Here is a call out to CABE members in The Los Angeles/Orange County area, and particularly to the folks whom Mary and I see at each month's Cyclone Coasters ride. This is for a very  special day of riding, charity, food, and drink, and party. And the charity part will not cost anything. Neither will the food.
So here's the deal-
I have received an invitation to enter a group of bicycles in the City of La Habra Corn Festival parade which is held August 4, in the city of La Habra. The Corn Festival and parade is an old small town tradition in La Habra, and it draws a surprisingly big audience. We will be riding as the So Cal Rat Rod Ride, a group of custom, classic, and cruiser bicycle enthusiasts. Here's a chance to bring out the flagship bikes in your fleet, and show them off to an appreciative crowd.
Following the Corn Festival Parade we will take a short round about trip back through La Habra, and bring our bikes to the Park Regency Retirement Center where we will have a short reception and visit with the seniors who live there. Tentative plan will be to take some photos of the some of the residents with the very cool bikes. Mary and I did this last Easter. We rode the B-6, and the Starlet over there, and the bikes were a huge hit with the residents.
After that, we party.
Following the visit to Park Regency we'll cruise back to my place. We're celebrating August birthdays, bike rides, corn festivals, bigfoot sightings, the end of the world, and just about anything else we can think of as an excuse to eat too much, drink too much, turn up the record player way too loud, and generally annoy the neighbors until they come over and party, too. Anyone interested in riding this day can RSVP by replying to this thread, or sending me a PM. We can trade further notes via email.
Please come join us!
Thanks.

JWM

John MacLean


----------



## abe lugo (Jun 23, 2012)

*Hey John most likely in*

Ryan with the X1, told me about this Mel and I might be going.
Is there a time and place to meet? 
Parking situation?
Is there going to be some time available after the parade to see the actual corn festival? 
Should we bring anything for your party after?
Thanks


----------



## jwm (Jun 23, 2012)

I was hoping to hear from you, Abe. It's funny. It never occurred  to me to include, like- the Corn Festival in all this. Maybe because I'm too old for carnival rides. Besides- I think they still use the same Hammer ride that I got on back in 1964.:eek: But no plans have been set in stone yet, and it would be remiss not to include some time at the park in the itinerary.

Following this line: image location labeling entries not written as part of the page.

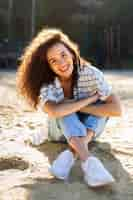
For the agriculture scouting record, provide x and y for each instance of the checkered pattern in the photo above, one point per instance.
(90, 81)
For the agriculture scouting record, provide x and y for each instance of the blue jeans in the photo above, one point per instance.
(76, 124)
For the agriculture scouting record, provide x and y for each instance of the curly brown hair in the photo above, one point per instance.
(34, 70)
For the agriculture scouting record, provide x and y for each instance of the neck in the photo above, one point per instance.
(64, 80)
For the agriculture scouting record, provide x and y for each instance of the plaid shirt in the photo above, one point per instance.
(90, 80)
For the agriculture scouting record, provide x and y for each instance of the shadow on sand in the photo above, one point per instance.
(76, 189)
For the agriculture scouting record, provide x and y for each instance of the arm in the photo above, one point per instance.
(65, 108)
(111, 107)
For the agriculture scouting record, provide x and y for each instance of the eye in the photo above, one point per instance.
(63, 55)
(52, 61)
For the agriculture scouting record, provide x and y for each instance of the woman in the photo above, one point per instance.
(53, 76)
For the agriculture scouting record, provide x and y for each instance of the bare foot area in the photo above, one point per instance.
(26, 173)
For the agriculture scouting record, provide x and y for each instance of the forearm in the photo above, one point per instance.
(102, 110)
(66, 108)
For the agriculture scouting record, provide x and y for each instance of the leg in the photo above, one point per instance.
(79, 146)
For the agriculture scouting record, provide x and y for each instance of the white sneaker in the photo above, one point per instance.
(62, 165)
(95, 174)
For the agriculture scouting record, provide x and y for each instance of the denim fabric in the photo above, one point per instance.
(76, 124)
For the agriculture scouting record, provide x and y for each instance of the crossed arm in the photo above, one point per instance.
(111, 107)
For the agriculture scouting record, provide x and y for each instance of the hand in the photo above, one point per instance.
(94, 98)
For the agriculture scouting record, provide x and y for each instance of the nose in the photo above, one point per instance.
(62, 62)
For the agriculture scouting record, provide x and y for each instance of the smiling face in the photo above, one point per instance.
(60, 60)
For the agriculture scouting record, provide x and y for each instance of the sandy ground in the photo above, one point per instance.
(24, 168)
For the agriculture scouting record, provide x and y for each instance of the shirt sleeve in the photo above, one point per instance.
(104, 88)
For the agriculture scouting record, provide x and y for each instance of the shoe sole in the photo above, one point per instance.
(55, 175)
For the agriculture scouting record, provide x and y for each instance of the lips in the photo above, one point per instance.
(65, 68)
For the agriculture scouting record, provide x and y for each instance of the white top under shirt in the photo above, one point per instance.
(90, 80)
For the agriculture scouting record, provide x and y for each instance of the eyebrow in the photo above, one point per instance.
(54, 58)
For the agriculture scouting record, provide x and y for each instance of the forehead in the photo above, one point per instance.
(57, 49)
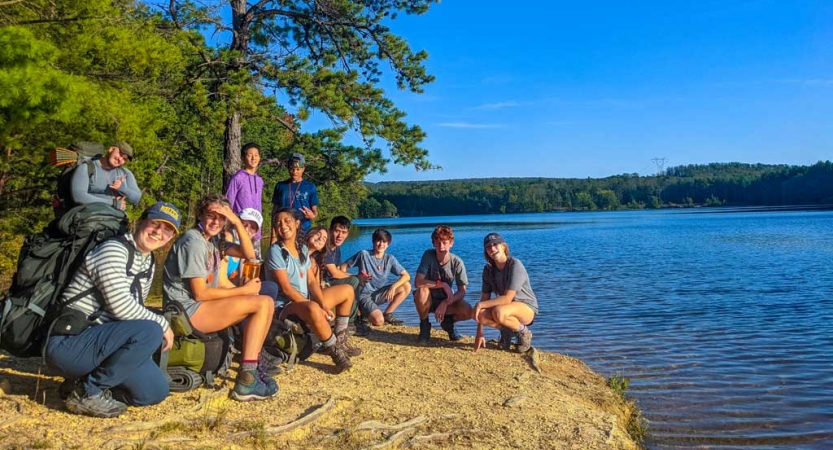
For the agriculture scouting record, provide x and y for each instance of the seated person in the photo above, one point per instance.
(437, 270)
(110, 183)
(193, 277)
(374, 267)
(105, 337)
(288, 263)
(252, 220)
(514, 307)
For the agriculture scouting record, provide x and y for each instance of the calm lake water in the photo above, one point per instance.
(722, 321)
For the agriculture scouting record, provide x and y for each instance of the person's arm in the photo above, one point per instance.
(80, 187)
(243, 250)
(231, 193)
(129, 189)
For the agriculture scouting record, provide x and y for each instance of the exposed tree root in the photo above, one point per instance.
(439, 436)
(393, 439)
(314, 415)
(534, 358)
(375, 425)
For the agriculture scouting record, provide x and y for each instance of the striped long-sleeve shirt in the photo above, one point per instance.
(105, 271)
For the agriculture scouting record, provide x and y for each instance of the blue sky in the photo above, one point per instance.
(598, 88)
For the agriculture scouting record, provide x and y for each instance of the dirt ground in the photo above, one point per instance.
(398, 395)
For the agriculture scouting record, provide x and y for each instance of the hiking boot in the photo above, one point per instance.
(343, 339)
(362, 327)
(505, 341)
(66, 388)
(524, 340)
(448, 325)
(340, 358)
(391, 320)
(424, 331)
(249, 387)
(101, 404)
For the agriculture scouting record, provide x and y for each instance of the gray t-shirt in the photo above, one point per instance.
(452, 271)
(88, 189)
(512, 277)
(297, 269)
(190, 257)
(377, 268)
(331, 257)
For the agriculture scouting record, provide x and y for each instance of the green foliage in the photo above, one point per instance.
(315, 56)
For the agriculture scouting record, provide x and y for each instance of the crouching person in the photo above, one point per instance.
(104, 340)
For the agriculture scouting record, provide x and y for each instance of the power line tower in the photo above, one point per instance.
(660, 163)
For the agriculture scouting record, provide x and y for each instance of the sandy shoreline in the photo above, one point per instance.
(398, 395)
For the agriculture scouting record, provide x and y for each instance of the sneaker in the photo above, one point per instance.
(424, 331)
(448, 325)
(391, 320)
(101, 404)
(362, 327)
(505, 338)
(524, 340)
(250, 387)
(340, 359)
(342, 339)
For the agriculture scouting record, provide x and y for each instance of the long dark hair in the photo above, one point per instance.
(318, 255)
(300, 240)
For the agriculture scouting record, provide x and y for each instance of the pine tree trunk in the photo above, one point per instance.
(232, 162)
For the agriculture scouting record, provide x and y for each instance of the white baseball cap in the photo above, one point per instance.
(253, 215)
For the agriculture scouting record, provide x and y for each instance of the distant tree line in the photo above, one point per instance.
(690, 185)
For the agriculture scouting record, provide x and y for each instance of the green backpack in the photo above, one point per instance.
(195, 358)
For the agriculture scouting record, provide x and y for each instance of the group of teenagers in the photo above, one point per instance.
(103, 344)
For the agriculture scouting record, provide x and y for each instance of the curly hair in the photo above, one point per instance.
(318, 256)
(208, 200)
(442, 233)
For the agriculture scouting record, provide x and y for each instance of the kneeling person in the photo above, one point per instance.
(105, 338)
(437, 270)
(374, 267)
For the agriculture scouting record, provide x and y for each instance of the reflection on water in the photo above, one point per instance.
(723, 322)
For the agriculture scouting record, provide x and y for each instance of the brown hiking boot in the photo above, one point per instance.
(524, 340)
(340, 359)
(343, 340)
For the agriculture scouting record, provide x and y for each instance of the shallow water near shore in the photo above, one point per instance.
(723, 322)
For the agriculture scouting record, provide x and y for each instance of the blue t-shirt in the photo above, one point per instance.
(296, 195)
(277, 258)
(377, 268)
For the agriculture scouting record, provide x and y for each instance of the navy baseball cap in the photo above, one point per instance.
(165, 212)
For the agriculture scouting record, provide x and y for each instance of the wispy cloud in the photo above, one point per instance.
(470, 125)
(500, 105)
(810, 81)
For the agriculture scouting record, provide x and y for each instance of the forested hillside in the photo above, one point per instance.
(709, 184)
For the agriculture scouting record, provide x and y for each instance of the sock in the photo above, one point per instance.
(341, 323)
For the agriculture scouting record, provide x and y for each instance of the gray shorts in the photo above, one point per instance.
(370, 302)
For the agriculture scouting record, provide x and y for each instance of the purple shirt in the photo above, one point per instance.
(245, 191)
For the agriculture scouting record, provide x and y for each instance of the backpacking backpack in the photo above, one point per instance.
(288, 341)
(79, 153)
(195, 358)
(45, 266)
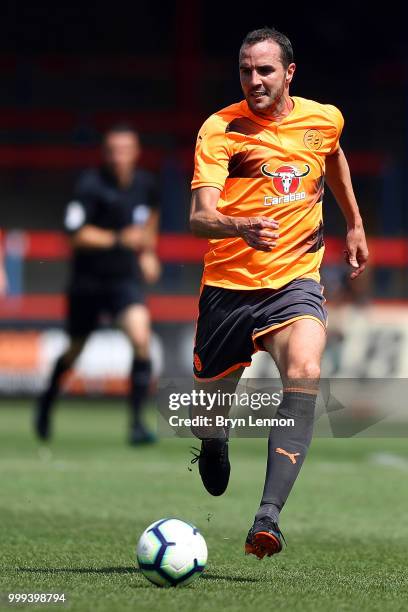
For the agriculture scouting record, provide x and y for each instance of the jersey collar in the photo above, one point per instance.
(268, 122)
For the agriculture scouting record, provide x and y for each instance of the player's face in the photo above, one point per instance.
(264, 80)
(121, 151)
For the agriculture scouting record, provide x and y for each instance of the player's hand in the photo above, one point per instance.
(260, 233)
(150, 266)
(132, 237)
(356, 252)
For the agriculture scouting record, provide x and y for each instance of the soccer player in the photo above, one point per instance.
(113, 222)
(260, 168)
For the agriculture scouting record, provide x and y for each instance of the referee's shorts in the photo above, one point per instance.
(231, 322)
(89, 301)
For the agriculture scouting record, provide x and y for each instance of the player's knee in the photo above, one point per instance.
(309, 370)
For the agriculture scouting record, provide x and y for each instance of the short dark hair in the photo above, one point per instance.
(266, 33)
(121, 127)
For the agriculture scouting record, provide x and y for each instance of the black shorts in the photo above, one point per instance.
(231, 322)
(89, 301)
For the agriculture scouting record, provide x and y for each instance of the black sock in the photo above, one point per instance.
(139, 387)
(51, 392)
(287, 448)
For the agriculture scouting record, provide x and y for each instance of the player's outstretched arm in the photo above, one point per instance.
(339, 180)
(207, 222)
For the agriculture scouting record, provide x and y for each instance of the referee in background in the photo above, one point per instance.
(113, 224)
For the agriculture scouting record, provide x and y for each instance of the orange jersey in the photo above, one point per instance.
(270, 169)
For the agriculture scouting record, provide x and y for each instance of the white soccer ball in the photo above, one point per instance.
(171, 552)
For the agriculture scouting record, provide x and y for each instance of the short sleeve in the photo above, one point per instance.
(337, 119)
(211, 155)
(80, 209)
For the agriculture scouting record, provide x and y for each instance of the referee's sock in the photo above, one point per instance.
(61, 366)
(287, 449)
(140, 376)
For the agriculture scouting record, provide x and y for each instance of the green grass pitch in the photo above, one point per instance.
(71, 514)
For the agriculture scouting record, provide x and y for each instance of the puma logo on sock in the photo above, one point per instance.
(292, 456)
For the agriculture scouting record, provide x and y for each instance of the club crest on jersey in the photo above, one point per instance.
(286, 179)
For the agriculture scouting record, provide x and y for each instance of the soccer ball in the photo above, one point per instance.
(171, 552)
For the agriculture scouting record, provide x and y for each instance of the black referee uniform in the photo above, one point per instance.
(105, 281)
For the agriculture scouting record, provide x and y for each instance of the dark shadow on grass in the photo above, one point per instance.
(208, 576)
(79, 570)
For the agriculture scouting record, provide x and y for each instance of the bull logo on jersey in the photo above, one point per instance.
(286, 179)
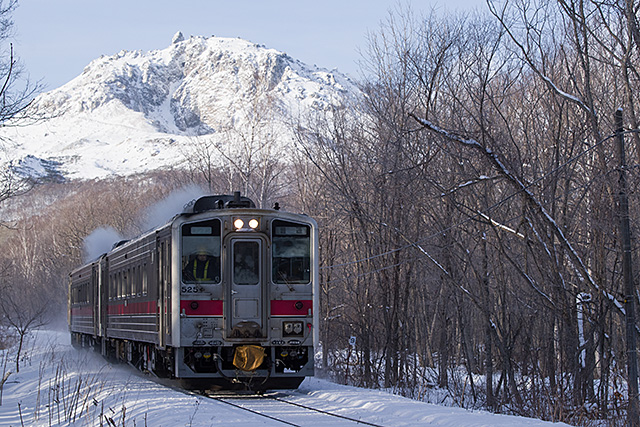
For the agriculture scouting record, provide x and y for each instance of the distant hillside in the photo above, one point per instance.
(134, 111)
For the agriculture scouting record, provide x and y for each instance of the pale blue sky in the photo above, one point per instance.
(56, 39)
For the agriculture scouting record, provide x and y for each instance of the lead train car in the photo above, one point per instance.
(224, 295)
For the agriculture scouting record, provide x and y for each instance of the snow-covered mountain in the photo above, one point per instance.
(137, 111)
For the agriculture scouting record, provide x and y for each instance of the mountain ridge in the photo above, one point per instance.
(134, 111)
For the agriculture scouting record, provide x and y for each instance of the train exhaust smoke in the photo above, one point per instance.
(100, 241)
(161, 212)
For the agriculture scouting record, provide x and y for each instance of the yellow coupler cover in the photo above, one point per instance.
(248, 357)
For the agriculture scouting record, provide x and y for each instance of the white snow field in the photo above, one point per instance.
(60, 386)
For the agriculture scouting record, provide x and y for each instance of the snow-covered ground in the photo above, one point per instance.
(60, 386)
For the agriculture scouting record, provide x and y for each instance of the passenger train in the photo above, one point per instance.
(223, 296)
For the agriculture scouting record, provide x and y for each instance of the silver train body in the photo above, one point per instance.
(223, 296)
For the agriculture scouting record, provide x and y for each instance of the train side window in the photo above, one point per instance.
(291, 252)
(120, 285)
(201, 252)
(129, 282)
(144, 279)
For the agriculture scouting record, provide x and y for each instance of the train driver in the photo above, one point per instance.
(202, 268)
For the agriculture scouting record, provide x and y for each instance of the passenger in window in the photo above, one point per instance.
(202, 268)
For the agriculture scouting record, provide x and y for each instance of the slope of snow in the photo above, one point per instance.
(58, 385)
(133, 111)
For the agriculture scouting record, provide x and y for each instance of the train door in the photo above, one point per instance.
(103, 295)
(246, 310)
(164, 291)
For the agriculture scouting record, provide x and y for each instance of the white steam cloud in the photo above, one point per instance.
(100, 240)
(161, 212)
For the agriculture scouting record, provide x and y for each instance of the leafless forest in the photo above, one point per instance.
(468, 204)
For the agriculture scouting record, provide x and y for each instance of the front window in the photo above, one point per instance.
(201, 252)
(291, 251)
(246, 262)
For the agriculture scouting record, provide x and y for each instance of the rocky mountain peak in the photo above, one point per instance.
(146, 103)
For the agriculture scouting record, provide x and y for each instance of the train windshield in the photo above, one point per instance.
(201, 252)
(291, 252)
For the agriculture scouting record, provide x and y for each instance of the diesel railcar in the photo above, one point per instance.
(222, 296)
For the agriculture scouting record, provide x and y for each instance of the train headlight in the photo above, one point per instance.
(292, 328)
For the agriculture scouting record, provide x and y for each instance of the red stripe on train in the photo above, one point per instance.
(201, 307)
(291, 307)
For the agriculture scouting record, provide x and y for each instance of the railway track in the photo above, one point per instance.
(276, 406)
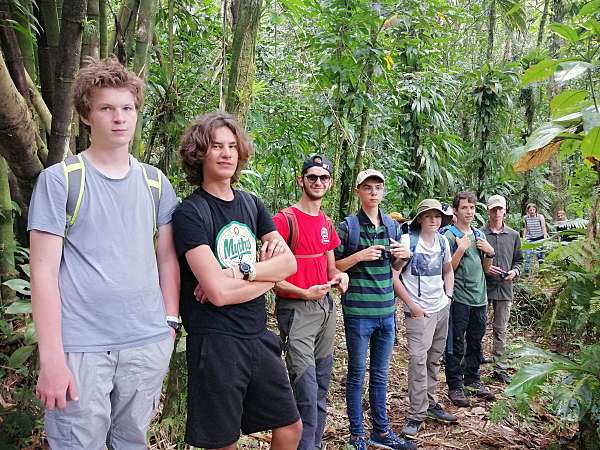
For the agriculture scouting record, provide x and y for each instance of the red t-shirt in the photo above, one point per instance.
(313, 238)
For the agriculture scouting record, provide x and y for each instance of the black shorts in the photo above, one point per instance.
(235, 384)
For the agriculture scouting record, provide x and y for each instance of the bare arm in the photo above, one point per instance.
(168, 269)
(55, 381)
(220, 289)
(543, 224)
(368, 254)
(448, 275)
(278, 266)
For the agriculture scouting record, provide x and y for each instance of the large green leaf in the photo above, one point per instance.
(564, 31)
(539, 72)
(529, 378)
(19, 356)
(543, 135)
(567, 101)
(573, 400)
(19, 285)
(591, 119)
(590, 147)
(571, 70)
(589, 8)
(18, 307)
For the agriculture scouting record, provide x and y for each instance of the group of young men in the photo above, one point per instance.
(116, 260)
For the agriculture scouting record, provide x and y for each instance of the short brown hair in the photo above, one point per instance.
(464, 195)
(197, 139)
(104, 73)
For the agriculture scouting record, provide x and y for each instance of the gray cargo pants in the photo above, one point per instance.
(118, 394)
(307, 329)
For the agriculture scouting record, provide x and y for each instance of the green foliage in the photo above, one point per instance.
(575, 381)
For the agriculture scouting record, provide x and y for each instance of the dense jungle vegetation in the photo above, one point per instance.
(494, 96)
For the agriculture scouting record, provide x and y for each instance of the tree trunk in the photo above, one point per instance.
(17, 134)
(143, 37)
(124, 25)
(25, 43)
(48, 48)
(11, 49)
(543, 19)
(491, 31)
(241, 75)
(74, 13)
(7, 240)
(103, 25)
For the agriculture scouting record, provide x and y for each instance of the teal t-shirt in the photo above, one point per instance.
(469, 277)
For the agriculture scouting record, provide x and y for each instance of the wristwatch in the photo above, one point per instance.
(174, 323)
(248, 271)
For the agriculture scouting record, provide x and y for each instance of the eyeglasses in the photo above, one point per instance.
(372, 189)
(312, 178)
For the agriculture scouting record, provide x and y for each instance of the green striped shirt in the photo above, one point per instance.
(370, 292)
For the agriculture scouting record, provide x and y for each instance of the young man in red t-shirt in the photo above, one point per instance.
(305, 309)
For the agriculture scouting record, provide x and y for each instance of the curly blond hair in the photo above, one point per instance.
(104, 73)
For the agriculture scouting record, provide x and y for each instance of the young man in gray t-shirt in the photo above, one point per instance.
(101, 294)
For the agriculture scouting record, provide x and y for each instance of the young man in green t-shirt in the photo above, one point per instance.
(472, 255)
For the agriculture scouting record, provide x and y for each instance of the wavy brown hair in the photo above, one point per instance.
(197, 139)
(104, 73)
(464, 195)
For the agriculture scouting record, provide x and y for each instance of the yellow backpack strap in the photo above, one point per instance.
(74, 170)
(154, 183)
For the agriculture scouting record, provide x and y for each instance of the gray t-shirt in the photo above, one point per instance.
(108, 276)
(424, 274)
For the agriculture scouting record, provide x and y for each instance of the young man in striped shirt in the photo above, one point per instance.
(367, 252)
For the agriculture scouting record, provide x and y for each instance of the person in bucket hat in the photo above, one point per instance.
(505, 267)
(426, 291)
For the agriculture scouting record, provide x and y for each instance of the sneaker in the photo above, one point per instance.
(437, 413)
(502, 376)
(458, 397)
(358, 443)
(480, 390)
(411, 428)
(391, 441)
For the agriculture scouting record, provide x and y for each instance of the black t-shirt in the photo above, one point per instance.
(234, 233)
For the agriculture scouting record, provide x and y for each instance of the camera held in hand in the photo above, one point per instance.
(386, 253)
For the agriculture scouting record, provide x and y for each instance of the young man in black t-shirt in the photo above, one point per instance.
(236, 378)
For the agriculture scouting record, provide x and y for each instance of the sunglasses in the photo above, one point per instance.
(313, 178)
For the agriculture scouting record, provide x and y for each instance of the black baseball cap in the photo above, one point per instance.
(317, 161)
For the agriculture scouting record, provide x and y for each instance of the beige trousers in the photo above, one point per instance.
(426, 341)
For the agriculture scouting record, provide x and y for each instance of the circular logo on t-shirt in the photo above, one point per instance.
(324, 236)
(235, 243)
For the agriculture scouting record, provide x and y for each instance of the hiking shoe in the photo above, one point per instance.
(458, 397)
(411, 428)
(437, 413)
(356, 444)
(391, 441)
(502, 376)
(480, 390)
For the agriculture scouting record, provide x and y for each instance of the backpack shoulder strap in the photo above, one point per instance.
(353, 233)
(390, 226)
(442, 248)
(154, 183)
(292, 221)
(74, 170)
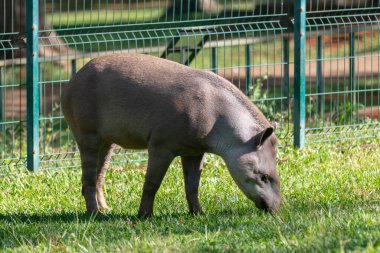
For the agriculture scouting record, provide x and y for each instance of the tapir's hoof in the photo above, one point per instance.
(104, 209)
(144, 215)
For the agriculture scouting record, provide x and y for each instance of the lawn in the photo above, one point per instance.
(331, 202)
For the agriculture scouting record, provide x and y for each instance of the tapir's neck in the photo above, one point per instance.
(234, 127)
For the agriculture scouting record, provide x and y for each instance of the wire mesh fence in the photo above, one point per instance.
(250, 43)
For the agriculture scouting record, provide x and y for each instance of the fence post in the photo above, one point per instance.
(247, 69)
(299, 72)
(352, 73)
(285, 80)
(32, 85)
(320, 86)
(214, 60)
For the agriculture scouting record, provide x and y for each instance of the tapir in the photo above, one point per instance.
(143, 102)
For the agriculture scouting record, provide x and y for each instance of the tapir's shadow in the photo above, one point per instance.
(69, 217)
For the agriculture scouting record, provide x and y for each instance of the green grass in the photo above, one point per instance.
(331, 202)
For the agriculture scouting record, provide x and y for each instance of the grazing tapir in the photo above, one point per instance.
(144, 102)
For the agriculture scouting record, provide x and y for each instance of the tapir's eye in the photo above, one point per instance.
(265, 178)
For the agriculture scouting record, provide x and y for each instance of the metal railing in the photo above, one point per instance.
(313, 66)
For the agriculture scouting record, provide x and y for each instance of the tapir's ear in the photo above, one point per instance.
(263, 135)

They do have good corn. Parking will be no problem. I live just a couple miles from where the parade stages, and there's plenty of parking around here. I figure we'll start here at my place, and cruise down to the staging area. The parade starts at 9:30 AM, so it would mean a fairly early meet up time- 7:00, give or take. We'll have coffee. Party plans are also still in the works, but as with most outdoor summer cookouts, if you bring a bag of chips it will get eaten. We'll get the details tied down. Mostly, at this point, I want to get a rough idea of how many people are interested, so I can put a number on the parade application. I'll probably need to come up with a run of T-shirts for the ride, as well. As I said, we'll have everything nailed down in due time.

John M


----------



## jwm (Jul 10, 2012)

Hi folks- Just bumping this thread with a link to the facebook page. I just started the FB thang, and a friend created the event page. Here's the link with all the latest info:

http://www.facebook.com/events/292770597487362/

John M


----------



## jwm (Jul 17, 2012)

Bumping the thread here-
Hey, I can do shameless plugs.
Once again, I'd like to extend the invitation to any riders here in the Southland.
Details at this point:

The parade app has been accepted. We're in.
I've ordered T-shirts for the ride. So Cal Rat Rod Ride shirt complimentary (as in free) for parade riders.
Meet up will be at my house. I'll send all details to those who RSVP
After parade reception  is a go.
Finances are good for a change, so we'll have both potato, and corn chips at the party, and I've got a giant bottle of diet pineapple soda left over from July 4, so we're gonna' party like it's 1999- we're just that hip, too.

JWM


----------